The Federal Reserve meeting on March 18 is the medium-term focal point. No one expects a cut. The question is whether Fed Chair Powell's press conference language shifts toward an easing bias in response to the labor market deterioration, or whether $90 crude and rising inflation expectations keep the Fed's tone cautious. A dovish pivot in language — even without a rate cut — would be a significant catalyst for gold to reclaim $5,200 and test the $5,400 resistance that capped this week's rally.

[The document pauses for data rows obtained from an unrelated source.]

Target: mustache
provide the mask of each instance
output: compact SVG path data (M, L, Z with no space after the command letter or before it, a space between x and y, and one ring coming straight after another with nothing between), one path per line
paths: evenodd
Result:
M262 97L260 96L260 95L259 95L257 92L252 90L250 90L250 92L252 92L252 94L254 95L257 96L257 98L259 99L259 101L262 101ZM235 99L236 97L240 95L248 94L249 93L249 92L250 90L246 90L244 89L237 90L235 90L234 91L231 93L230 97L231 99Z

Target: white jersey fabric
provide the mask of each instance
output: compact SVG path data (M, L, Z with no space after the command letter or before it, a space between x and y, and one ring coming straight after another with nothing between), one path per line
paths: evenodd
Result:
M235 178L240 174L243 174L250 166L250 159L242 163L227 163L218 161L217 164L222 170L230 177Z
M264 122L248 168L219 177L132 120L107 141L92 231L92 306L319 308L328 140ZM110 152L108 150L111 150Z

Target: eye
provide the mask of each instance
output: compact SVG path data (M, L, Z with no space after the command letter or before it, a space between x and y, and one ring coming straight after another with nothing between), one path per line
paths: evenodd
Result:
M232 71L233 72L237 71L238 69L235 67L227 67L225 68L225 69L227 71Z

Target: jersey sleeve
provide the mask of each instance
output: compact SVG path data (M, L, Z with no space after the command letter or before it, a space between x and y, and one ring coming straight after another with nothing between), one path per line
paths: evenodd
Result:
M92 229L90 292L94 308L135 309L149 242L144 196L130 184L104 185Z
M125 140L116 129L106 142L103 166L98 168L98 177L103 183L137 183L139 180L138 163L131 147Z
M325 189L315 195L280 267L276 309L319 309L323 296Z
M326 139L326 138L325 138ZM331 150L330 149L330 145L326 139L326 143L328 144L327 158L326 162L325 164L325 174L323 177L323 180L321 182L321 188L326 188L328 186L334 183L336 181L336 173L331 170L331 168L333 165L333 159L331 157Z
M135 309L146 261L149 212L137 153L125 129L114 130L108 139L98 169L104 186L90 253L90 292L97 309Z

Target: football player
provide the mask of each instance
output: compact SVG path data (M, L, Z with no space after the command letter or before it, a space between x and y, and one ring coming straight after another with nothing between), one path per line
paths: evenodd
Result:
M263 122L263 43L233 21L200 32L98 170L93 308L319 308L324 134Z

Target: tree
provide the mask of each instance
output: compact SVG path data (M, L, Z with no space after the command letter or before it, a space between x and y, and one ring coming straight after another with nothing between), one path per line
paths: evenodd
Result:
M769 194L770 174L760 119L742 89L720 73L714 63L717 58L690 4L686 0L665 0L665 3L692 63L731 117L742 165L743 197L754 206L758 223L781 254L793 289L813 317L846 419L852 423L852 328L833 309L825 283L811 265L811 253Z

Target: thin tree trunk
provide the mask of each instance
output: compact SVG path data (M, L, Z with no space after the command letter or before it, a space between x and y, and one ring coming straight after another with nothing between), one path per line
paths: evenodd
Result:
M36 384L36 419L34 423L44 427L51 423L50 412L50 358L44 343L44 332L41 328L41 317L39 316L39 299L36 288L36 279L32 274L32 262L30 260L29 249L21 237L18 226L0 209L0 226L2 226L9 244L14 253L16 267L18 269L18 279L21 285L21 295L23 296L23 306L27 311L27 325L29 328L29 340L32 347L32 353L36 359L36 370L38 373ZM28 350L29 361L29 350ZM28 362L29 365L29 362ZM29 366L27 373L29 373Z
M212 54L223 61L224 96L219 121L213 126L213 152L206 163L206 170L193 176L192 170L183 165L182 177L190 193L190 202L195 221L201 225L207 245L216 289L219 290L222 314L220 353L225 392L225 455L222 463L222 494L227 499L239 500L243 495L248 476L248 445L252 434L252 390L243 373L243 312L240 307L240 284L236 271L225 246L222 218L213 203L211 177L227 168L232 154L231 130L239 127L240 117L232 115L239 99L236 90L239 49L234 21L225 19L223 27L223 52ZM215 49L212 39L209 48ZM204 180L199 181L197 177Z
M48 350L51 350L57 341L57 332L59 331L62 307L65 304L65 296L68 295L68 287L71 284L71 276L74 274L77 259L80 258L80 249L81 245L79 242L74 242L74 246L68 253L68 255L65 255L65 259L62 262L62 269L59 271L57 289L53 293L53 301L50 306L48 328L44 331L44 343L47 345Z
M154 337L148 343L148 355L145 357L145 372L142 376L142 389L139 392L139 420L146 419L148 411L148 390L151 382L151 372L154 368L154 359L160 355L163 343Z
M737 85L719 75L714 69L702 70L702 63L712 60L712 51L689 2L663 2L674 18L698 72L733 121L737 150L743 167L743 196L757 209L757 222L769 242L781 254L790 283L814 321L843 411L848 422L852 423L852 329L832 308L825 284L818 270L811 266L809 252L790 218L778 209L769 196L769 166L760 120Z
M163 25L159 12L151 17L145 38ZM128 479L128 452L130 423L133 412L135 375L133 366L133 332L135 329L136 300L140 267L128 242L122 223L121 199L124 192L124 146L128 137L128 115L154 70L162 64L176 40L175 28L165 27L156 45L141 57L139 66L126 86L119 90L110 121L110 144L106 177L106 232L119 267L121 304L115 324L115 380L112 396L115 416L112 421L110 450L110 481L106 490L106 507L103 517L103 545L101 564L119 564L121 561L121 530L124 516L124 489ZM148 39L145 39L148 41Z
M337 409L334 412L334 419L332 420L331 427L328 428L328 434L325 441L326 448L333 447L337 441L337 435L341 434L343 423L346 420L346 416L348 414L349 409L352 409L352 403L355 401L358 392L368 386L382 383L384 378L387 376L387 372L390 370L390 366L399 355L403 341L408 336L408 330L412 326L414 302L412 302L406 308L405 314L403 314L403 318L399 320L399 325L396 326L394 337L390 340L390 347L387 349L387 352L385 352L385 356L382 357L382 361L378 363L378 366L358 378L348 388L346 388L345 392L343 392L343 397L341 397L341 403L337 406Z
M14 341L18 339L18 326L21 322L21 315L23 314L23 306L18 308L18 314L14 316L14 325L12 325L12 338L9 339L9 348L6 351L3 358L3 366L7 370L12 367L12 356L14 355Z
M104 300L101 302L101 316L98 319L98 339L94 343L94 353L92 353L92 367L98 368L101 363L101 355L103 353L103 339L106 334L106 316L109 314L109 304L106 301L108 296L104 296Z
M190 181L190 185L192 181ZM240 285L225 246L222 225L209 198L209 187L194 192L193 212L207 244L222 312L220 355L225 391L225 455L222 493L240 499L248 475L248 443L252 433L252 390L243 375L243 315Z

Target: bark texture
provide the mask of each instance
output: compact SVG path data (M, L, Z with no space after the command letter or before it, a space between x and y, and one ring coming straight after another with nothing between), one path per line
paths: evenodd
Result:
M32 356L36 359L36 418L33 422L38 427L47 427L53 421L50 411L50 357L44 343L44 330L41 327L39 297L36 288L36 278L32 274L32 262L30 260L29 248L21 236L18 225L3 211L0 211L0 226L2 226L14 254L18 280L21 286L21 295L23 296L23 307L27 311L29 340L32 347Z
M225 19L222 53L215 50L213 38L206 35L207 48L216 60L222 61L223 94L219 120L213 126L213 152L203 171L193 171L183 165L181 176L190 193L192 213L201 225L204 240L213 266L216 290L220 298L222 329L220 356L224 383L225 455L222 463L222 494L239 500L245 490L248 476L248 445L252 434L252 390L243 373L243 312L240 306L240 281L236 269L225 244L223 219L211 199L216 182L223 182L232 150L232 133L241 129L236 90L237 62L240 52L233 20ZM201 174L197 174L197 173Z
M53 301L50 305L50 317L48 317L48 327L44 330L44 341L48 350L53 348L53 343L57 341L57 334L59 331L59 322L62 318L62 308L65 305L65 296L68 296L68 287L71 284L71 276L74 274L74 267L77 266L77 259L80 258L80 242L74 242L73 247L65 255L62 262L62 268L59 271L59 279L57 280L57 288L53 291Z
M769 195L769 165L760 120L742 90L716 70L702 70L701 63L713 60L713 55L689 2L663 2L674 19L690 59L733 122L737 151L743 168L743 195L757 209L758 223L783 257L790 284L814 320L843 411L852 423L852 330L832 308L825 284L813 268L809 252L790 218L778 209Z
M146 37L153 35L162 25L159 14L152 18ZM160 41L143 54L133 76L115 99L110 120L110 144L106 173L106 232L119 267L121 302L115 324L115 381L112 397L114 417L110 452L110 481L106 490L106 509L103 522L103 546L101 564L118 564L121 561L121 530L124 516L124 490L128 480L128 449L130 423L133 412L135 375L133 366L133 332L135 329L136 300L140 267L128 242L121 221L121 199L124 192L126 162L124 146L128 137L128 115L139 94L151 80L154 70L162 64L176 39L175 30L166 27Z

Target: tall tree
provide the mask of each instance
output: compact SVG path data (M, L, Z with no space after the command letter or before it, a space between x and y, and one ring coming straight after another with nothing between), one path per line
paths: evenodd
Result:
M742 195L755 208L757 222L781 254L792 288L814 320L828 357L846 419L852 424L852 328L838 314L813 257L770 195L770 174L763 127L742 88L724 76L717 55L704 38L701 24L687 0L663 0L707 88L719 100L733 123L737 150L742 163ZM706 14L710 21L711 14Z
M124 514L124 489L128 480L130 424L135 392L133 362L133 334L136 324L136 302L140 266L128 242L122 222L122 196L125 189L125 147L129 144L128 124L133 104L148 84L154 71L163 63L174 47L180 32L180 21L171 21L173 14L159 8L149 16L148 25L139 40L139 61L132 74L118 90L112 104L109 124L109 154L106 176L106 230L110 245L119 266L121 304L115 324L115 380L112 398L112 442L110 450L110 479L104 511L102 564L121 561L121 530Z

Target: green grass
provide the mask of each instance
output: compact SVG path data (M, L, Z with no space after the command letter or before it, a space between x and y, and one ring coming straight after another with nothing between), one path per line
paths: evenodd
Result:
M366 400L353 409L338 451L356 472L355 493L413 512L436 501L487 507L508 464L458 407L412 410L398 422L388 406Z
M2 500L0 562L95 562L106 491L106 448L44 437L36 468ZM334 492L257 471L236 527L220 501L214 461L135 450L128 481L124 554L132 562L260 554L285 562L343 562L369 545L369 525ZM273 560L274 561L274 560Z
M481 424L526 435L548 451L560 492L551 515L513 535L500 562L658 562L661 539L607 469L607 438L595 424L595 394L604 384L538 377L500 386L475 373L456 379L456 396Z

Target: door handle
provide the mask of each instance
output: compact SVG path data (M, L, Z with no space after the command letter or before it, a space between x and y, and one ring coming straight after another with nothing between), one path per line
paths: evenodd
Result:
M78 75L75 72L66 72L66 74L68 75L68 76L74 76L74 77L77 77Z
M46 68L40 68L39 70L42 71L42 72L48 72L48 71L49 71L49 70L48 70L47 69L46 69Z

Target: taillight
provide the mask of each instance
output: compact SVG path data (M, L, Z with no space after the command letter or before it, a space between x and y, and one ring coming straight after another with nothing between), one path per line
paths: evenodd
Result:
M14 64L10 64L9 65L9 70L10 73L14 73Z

The Verdict: Buy the Dip, $5,000 Is the Stop
Gold is a buy on weakness with a defined risk level at $5,000. The secular bull market is intact. The 200-day moving average continues to slope upward. Global central bank demand, dollar debasement concerns, and an inflation backdrop that the Fed cannot fully contain create structural tailwinds that dwarf the near-term noise of dollar strength and war-premium digestion. The Friday close at $5,158 — at the upper edge of the week's consolidation range — suggests the market found equilibrium and is positioned to push higher as the Iran situation evolves and monetary factors reassert themselves.
The near-term risk is a break below $5,000 that opens the door to Kuptsikevich's $4,850 to $4,900 target. That is the stop. If gold closes convincingly below $5,000, the short-term bearish case becomes credible and position sizing should be reduced. But as long as $5,000 holds — and it has held through four consecutive sessions after being tested — the path of least resistance points toward $5,400 on the next breakout attempt, with ANZ's $5,800 Q2 target representing the upper bound of what is achievable if the macro and geopolitical sequence plays out in the bull's favor.